Dollar's days as world’s most important currency are numbered – Berkeley economics professor

Dollar's days as world’s most important currency are numbered – Berkeley economics professor

Currencies will soon coexist on a more ‘equal footing’ in international markets, and the US dollar will be forced to share prominence with the Chinese yuan and the EU’s euro, according to global currency systems expert Barry Eichengreen.

In his book How Global Currencies Work: Past, Present, and Future, he wrote that reserve currences can and do coexist. The book, co-authored by European Central Bank economists Arnaud Mehl and Livia Chițu, was published this month.

The economists used new evidence of central bank reserves from the 1910s to early 1970s, mainly focusing on the interwar period of the 1920s and 1930s. They have challenged the traditional ‘winner-take-all’ view that there can only be one dominant reserve currency at a time.

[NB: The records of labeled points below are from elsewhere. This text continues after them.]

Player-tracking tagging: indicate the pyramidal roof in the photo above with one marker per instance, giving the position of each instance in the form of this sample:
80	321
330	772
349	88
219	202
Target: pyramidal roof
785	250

“In the period between the wars, it seems the British pound and the US dollar shared reserve currency status more or less equally, depending on the year,” said Eichengreen and his colleagues. They found that “before the First World War, even though sterling was the most important currency, the French franc and German mark were internationally significant, too.”

According to the economists, “From this vantage point, it is the second half of the 20th century that is the anomaly, when an absence of alternatives allowed the dollar to come closer to monopolizing this international currency role.”

Eichengreen, who’s an economics professor at the University of California, Berkeley, said the dollar’s days as the dominant reserve currency will end “sooner rather than later” and the speed of the shift might depend on the actions of US President Donald Trump.

He said some experts suggest the Chinese yuan is destined to lead in the future.

“The traditional view is that international currency status is a winner-take-all game, that there’s room on the global stage for only one true international currency. The argument was that network effects are so strong they create a natural monopoly because it pays to use the same currency in cross-border transactions that everybody else has used,” Eichengreen told the Quartz.

However, the “new view is that financial technology has moved on and network effects are no longer so strong.”

“It’s easier to switch between currencies. It’s similar to how operating systems for personal electronics have transformed. Everyone doesn’t have to use Windows anymore,” said the economist.